Rise of the Rocket Girls: The Women Who Propelled Us, from Missiles to the Moon to Mars (Nathalia Holt) (2016): Pop sci history. The JPL computer department, founding to its transition from "computer" to "engineer".

This is a little more memoir than I like my pop sci. Rise of the Rocket girls is descriptive. It's subjective. It recounts women coming to JPL, their experiences in and outside the computer department. It doesn't go the extra step to correlate this to wider trends. It mentions that the JPL computers hired a black women, it doesn't explore the link that to a century of racial discrimination in the sciences. It passes over the the hiring of a first generation Chinese woman without thought. It mentions that the JPL computer department consciously and consistently hired only women for decades, from almost its inception until its dissolution, and treats this lightly, rather than turning it around from all its fascinating angles: is this a form of affirmative action? Is this a variation of reverse discrimination? Did this impact the payment, the structure, the labor assigned to computers at JPL, compared to mixed or male-only computer groups? There's recounting that women left to get married, left for their first child, came back because they missed working, came back and got divorced, left to salvage their marriages, and the creeping change from "babies end careers" to "single mother supporting her family" happens utterly unremarked, it's just another variation in anecdotes. JPL launched a rocket, so and so got hired, JPL proposed a space mission, so and so left right before the birth of her child, and so forth and so on.
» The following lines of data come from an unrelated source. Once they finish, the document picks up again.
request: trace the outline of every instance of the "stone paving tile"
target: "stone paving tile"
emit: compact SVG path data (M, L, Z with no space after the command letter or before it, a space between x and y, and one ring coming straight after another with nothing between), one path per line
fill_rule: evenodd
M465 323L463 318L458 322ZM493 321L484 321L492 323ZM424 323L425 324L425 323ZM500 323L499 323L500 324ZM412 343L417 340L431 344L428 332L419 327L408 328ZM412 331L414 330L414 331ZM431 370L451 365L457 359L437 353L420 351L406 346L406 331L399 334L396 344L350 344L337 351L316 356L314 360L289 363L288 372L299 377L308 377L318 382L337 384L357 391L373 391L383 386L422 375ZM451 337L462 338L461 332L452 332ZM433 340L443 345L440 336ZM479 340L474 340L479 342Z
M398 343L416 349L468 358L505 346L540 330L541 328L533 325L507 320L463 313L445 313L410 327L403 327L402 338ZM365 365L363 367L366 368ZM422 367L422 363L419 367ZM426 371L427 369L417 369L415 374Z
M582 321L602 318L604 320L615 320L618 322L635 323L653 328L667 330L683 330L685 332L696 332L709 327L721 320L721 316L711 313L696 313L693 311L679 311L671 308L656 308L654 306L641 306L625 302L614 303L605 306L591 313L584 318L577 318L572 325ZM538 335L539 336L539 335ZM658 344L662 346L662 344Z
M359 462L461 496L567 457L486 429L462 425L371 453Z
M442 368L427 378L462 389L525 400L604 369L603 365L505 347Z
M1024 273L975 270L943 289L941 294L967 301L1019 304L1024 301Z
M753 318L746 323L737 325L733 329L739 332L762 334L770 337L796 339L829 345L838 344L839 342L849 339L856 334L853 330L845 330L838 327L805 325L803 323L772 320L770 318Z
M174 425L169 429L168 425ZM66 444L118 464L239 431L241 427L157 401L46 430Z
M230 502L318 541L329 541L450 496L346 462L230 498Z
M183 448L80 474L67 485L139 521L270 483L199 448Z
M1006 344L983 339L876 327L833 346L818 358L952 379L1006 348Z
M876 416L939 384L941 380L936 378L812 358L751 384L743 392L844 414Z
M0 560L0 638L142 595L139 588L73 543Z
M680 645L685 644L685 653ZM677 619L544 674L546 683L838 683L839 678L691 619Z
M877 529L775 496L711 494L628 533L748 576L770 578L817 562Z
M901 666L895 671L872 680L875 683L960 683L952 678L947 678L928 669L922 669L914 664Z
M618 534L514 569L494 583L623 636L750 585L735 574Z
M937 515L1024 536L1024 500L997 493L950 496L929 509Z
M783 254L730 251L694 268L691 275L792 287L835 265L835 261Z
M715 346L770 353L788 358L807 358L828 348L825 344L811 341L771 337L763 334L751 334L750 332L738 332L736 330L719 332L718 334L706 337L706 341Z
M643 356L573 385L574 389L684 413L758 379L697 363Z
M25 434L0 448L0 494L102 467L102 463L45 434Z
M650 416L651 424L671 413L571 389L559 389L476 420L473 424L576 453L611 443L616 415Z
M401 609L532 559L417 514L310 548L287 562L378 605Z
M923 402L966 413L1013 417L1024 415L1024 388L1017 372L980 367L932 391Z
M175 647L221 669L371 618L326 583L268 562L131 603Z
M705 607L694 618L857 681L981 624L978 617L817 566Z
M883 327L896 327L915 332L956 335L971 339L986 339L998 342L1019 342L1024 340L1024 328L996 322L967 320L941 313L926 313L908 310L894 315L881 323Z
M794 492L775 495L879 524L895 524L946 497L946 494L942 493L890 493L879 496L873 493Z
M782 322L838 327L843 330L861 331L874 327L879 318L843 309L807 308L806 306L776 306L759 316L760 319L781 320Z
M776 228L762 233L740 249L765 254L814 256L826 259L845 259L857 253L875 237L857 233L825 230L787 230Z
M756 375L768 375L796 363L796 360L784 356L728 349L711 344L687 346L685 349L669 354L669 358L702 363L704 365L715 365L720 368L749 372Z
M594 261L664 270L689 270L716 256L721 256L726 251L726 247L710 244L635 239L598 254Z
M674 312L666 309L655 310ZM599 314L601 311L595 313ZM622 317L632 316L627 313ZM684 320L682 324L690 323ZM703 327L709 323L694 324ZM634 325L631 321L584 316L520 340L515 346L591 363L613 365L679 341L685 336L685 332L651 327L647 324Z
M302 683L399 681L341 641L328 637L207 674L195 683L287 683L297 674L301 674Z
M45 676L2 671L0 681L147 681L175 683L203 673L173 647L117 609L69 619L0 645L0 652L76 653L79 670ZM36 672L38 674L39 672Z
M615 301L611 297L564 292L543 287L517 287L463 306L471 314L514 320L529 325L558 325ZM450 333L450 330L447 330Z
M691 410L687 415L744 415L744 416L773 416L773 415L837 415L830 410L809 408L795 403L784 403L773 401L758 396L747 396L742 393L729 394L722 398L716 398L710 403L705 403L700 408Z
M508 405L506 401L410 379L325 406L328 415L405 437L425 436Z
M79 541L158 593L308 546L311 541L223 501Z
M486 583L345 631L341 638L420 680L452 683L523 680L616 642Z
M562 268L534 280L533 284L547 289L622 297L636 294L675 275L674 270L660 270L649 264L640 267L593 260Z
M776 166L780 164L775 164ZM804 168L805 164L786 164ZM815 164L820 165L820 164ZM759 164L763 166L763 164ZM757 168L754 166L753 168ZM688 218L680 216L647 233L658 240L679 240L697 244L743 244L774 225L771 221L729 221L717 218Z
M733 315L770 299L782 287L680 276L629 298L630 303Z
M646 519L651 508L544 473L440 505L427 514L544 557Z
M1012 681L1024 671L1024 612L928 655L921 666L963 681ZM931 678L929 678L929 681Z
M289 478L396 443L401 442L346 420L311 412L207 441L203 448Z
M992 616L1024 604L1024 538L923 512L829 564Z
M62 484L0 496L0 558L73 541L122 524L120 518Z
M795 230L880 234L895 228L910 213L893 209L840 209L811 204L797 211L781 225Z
It doesn't put in the work to step from fluffy to significant. And that's a shame. This book about these women, and this moment in the history of space exploration, of women's involvement in the military-industrial complex, of women as computer programmers and engineers and mentors and advocates for their junior colleagues, is so slight it's going to slip right out from notice and take these stories with it. Rise suffers a lot from failing my hopes; it disappointing and frustrating that such an interesting topic is not assayed with more rigor and depth.